El Sabor de la Tentación

Temptation and Surrender (2009)

16° de la Serie Los Cynster

CAPÍTULO 01

Colyton, Devon Octubre de 1825.


– Siento como si me arrancaran el pelo, y eso no es bueno.

El oscuro pelo en cuestión cayó en elegantes mechones rebeldes sobre la frente del apuesto Jonas Tallent. Sus ojos castaños estaban llenos de irritación e indignación cuando se hundió contra el respaldo del sillón tras el escritorio en la biblioteca de Grange, la casa paterna que heredaría algún día, un hecho que explicaba de muchas maneras su actual frustración y mal humor.

Sentado en una silla al otro lado del escritorio, Lucifer Cynster, el cuñado de Jonas, sonreía con sardónica conmiseración.

– Sin intención de añadir más carga sobre tus hombros, tengo que mencionar que las expectativas no harán más que aumentar con el paso del tiempo.

Jonas gruñó.

– No me sorprende la muerte de Juggs. No es una pérdida para nadie, Red Bells se merece algo mejor. Cuando Edgar encontró a ese viejo borracho muerto sobre un charco de cerveza, estoy seguro de que todo el pueblo suspiró de alivio y se puso a especular de inmediato cómo serían las cosas si la posada Red Bells estuviera dirigida por un posadero competente.

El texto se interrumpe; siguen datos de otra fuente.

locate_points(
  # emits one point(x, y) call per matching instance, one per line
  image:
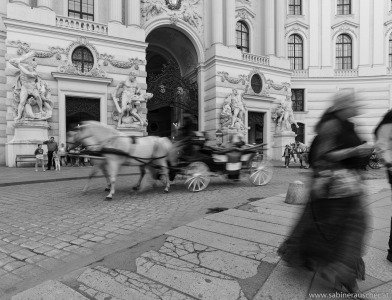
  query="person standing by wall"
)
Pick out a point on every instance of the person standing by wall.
point(39, 158)
point(383, 147)
point(52, 147)
point(287, 155)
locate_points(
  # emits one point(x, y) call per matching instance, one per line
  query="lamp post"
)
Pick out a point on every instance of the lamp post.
point(219, 137)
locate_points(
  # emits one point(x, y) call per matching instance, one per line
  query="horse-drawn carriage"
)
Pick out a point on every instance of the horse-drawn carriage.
point(161, 157)
point(231, 162)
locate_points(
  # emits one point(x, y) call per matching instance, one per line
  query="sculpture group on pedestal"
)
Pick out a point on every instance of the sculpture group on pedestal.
point(233, 112)
point(31, 93)
point(284, 116)
point(130, 96)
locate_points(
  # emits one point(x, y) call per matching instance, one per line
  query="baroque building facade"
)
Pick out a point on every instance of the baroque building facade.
point(193, 56)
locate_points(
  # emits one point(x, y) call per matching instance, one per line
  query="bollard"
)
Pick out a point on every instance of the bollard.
point(296, 194)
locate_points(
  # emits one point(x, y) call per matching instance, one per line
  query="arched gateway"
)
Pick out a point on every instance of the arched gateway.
point(172, 77)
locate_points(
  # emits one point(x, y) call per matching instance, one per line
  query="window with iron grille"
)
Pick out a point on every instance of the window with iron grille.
point(242, 31)
point(297, 96)
point(300, 132)
point(83, 59)
point(390, 51)
point(295, 7)
point(296, 52)
point(344, 7)
point(81, 9)
point(344, 56)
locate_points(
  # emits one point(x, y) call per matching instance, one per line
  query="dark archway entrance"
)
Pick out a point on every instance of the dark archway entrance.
point(80, 109)
point(172, 78)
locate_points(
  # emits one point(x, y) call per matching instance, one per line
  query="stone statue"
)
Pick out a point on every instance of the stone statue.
point(130, 95)
point(284, 114)
point(31, 93)
point(233, 112)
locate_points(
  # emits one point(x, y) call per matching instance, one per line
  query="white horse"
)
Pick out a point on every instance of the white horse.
point(149, 152)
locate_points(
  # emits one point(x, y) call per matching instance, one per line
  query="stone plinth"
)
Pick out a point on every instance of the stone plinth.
point(281, 139)
point(133, 131)
point(28, 134)
point(296, 194)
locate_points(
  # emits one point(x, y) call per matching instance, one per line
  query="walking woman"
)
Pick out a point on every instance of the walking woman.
point(330, 234)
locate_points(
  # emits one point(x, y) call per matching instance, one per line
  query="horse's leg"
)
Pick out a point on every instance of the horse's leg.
point(165, 176)
point(142, 173)
point(106, 174)
point(113, 167)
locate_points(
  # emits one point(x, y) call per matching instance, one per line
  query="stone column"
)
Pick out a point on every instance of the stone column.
point(230, 23)
point(47, 4)
point(269, 25)
point(217, 21)
point(279, 28)
point(26, 2)
point(115, 9)
point(134, 13)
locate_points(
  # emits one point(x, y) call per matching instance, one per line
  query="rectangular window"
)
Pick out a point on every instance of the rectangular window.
point(295, 7)
point(297, 96)
point(81, 9)
point(344, 7)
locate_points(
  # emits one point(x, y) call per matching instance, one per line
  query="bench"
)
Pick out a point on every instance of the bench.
point(28, 158)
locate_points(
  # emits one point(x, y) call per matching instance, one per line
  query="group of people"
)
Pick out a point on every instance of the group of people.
point(331, 232)
point(58, 156)
point(294, 151)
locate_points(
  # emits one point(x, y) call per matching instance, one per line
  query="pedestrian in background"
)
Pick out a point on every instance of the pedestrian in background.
point(330, 235)
point(39, 158)
point(287, 155)
point(56, 158)
point(383, 145)
point(63, 155)
point(52, 147)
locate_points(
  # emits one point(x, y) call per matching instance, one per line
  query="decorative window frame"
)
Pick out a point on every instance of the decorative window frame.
point(248, 88)
point(353, 9)
point(302, 30)
point(96, 10)
point(244, 14)
point(351, 29)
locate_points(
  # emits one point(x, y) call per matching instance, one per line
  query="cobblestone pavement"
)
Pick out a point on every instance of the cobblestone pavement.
point(49, 229)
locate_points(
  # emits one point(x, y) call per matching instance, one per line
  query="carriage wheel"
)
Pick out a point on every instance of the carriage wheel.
point(260, 171)
point(374, 162)
point(198, 176)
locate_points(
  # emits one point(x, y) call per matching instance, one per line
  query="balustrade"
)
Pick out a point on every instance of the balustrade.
point(79, 24)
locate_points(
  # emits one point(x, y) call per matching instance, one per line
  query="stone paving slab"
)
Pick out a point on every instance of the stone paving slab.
point(251, 224)
point(208, 257)
point(285, 283)
point(252, 235)
point(259, 217)
point(188, 278)
point(124, 285)
point(50, 290)
point(237, 246)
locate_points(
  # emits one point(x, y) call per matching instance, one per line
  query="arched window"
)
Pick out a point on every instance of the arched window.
point(296, 53)
point(242, 36)
point(300, 132)
point(344, 7)
point(390, 51)
point(344, 56)
point(295, 7)
point(83, 59)
point(81, 9)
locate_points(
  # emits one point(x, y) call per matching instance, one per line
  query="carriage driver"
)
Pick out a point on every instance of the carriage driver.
point(27, 80)
point(132, 94)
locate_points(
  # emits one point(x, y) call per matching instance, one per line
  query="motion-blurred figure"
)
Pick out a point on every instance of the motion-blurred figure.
point(330, 234)
point(383, 134)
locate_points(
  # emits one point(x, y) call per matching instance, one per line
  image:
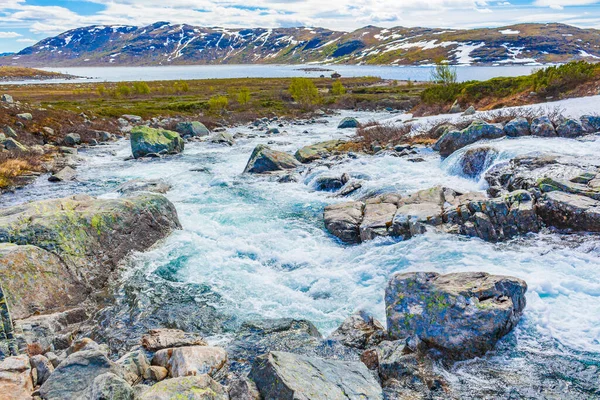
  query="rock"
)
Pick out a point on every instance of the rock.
point(343, 220)
point(348, 122)
point(191, 360)
point(134, 365)
point(264, 159)
point(9, 132)
point(474, 161)
point(12, 144)
point(201, 387)
point(360, 331)
point(72, 139)
point(25, 116)
point(110, 386)
point(156, 373)
point(35, 280)
point(15, 378)
point(144, 185)
point(591, 123)
point(517, 127)
point(469, 111)
point(91, 236)
point(570, 128)
point(478, 130)
point(75, 376)
point(146, 141)
point(223, 138)
point(462, 315)
point(455, 108)
point(193, 128)
point(570, 211)
point(542, 126)
point(158, 339)
point(43, 366)
point(317, 151)
point(64, 175)
point(135, 119)
point(287, 376)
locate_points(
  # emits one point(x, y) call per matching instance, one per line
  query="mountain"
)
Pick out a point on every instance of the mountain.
point(163, 43)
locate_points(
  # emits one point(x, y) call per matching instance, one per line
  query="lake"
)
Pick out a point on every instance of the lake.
point(120, 74)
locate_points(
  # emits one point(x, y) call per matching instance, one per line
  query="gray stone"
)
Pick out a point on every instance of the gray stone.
point(287, 376)
point(462, 315)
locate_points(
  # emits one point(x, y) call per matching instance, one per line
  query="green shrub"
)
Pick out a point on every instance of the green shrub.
point(304, 91)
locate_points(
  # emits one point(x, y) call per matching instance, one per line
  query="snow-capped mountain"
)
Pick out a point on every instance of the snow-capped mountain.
point(163, 43)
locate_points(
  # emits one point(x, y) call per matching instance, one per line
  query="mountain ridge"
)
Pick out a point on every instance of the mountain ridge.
point(163, 43)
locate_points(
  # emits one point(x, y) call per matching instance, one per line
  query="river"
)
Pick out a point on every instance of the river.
point(260, 248)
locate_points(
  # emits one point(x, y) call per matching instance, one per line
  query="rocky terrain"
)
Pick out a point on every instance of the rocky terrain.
point(163, 43)
point(70, 328)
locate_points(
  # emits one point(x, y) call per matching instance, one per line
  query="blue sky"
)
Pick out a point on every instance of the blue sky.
point(24, 22)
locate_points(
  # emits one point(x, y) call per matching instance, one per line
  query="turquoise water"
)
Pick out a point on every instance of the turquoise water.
point(262, 248)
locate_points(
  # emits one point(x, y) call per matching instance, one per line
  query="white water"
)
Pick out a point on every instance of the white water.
point(262, 245)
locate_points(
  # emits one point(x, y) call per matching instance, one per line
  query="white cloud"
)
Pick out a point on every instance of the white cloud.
point(9, 35)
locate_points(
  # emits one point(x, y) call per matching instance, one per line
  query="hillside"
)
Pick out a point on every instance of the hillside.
point(163, 43)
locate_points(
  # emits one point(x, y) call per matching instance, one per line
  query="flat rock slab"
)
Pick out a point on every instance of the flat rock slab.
point(287, 376)
point(461, 314)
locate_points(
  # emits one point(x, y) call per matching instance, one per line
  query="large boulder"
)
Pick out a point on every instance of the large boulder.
point(36, 280)
point(201, 387)
point(348, 122)
point(542, 126)
point(15, 378)
point(193, 128)
point(90, 235)
point(148, 141)
point(317, 151)
point(478, 130)
point(462, 315)
point(75, 376)
point(287, 376)
point(517, 127)
point(264, 160)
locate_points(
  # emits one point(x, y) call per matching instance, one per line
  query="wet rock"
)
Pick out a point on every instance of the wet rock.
point(462, 315)
point(43, 366)
point(201, 387)
point(191, 360)
point(317, 151)
point(72, 139)
point(66, 174)
point(144, 185)
point(475, 160)
point(343, 220)
point(280, 375)
point(158, 339)
point(90, 235)
point(110, 386)
point(264, 159)
point(222, 138)
point(517, 127)
point(75, 376)
point(570, 128)
point(193, 128)
point(134, 366)
point(146, 141)
point(360, 331)
point(478, 130)
point(36, 280)
point(348, 122)
point(15, 378)
point(542, 126)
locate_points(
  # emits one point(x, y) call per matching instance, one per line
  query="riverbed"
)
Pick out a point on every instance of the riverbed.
point(259, 248)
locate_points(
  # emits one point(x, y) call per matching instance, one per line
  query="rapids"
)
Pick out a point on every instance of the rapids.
point(260, 248)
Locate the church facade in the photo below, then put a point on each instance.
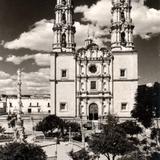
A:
(93, 81)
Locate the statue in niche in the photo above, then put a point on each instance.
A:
(63, 18)
(122, 1)
(123, 41)
(63, 2)
(122, 17)
(63, 40)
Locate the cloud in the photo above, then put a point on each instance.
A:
(1, 58)
(146, 20)
(40, 59)
(32, 83)
(38, 38)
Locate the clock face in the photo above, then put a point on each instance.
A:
(93, 68)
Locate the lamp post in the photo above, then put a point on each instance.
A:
(19, 129)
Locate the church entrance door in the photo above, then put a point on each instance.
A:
(93, 111)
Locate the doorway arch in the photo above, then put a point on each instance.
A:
(93, 111)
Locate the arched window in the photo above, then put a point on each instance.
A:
(123, 40)
(63, 18)
(64, 40)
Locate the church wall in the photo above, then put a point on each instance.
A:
(66, 93)
(124, 87)
(124, 92)
(65, 87)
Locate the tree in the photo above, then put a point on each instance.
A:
(82, 154)
(22, 151)
(75, 127)
(147, 106)
(49, 124)
(137, 155)
(112, 141)
(131, 127)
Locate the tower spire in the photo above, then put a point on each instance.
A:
(89, 40)
(122, 26)
(63, 28)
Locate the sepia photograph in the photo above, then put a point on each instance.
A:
(79, 79)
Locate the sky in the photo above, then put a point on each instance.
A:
(26, 38)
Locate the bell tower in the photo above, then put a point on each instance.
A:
(125, 64)
(62, 68)
(122, 26)
(63, 28)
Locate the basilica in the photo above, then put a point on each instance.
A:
(93, 81)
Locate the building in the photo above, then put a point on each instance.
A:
(31, 104)
(93, 81)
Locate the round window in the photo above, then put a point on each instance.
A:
(93, 68)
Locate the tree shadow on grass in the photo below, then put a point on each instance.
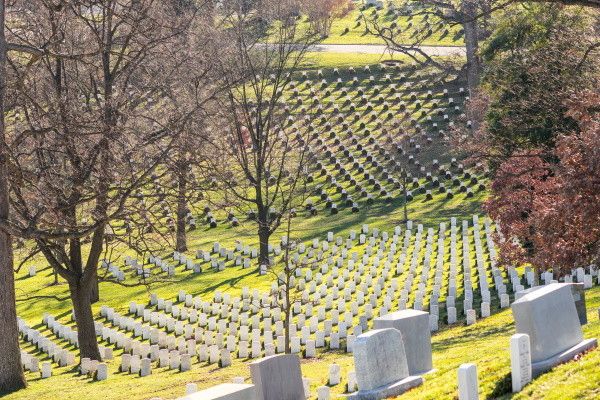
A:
(503, 387)
(473, 336)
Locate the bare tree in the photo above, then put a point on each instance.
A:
(93, 119)
(467, 14)
(11, 372)
(260, 156)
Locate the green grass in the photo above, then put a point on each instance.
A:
(351, 30)
(486, 344)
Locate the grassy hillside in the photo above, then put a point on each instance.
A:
(486, 344)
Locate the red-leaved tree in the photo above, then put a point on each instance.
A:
(548, 202)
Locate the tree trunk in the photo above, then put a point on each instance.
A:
(11, 372)
(181, 239)
(469, 11)
(286, 327)
(84, 318)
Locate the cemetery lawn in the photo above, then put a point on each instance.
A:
(351, 30)
(486, 344)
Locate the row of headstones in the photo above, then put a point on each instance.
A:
(548, 323)
(189, 300)
(379, 186)
(54, 351)
(352, 261)
(382, 366)
(390, 359)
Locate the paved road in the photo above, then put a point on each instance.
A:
(380, 49)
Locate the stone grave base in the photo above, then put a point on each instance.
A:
(391, 390)
(540, 367)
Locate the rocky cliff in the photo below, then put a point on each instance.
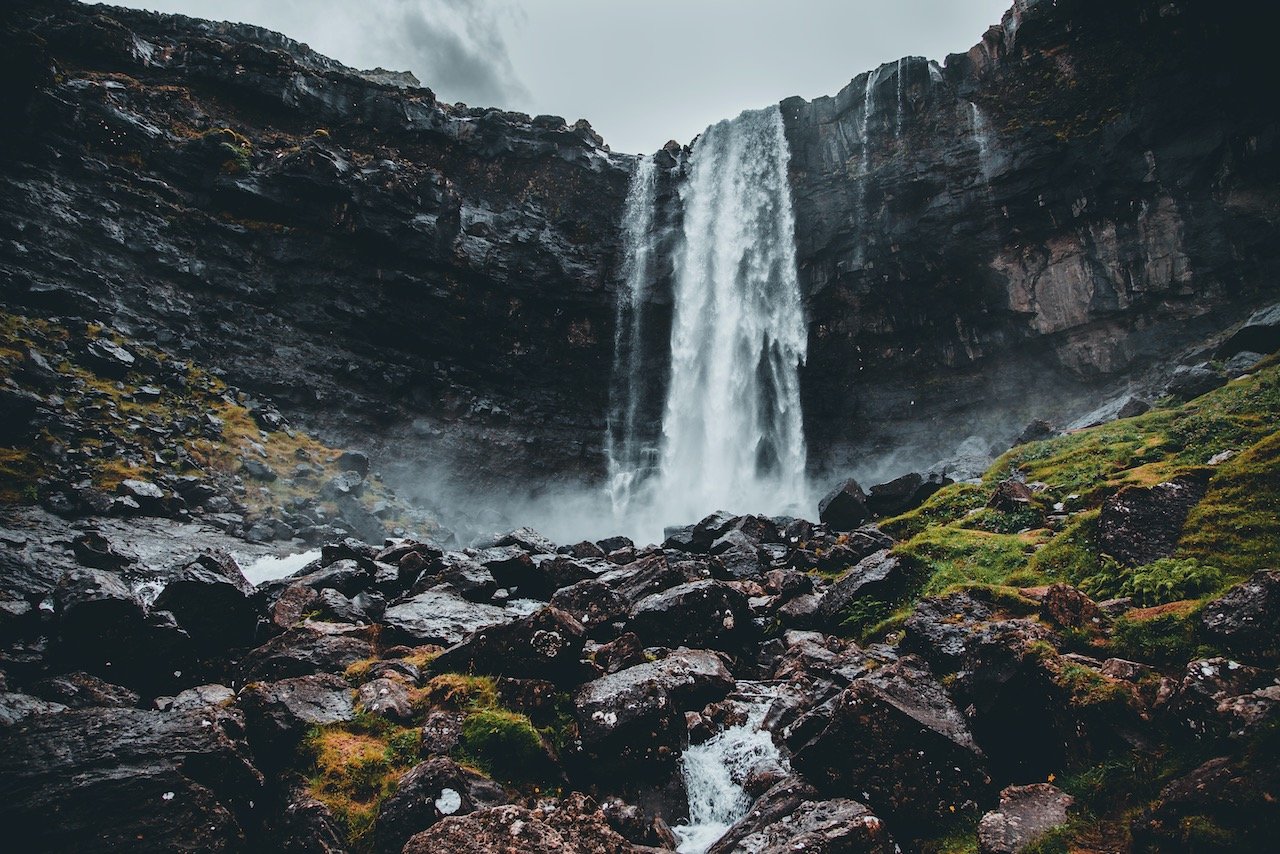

Juggs, el posadero de Red Bells durante casi una década, había sido encontrado muerto por el encargado de la taberna, Edgar Hills, hacía dos meses.

Jonas se acomodó en la silla.

– Tengo que admitir que fui el primero en hacer especulaciones, pero eso fue antes de que tío Martin expirara por el exceso de trabajo y mi padre se hiciera cargo de tía Eliza y su prole, dejando en mis manos la elección del nuevo posadero de Red Bells.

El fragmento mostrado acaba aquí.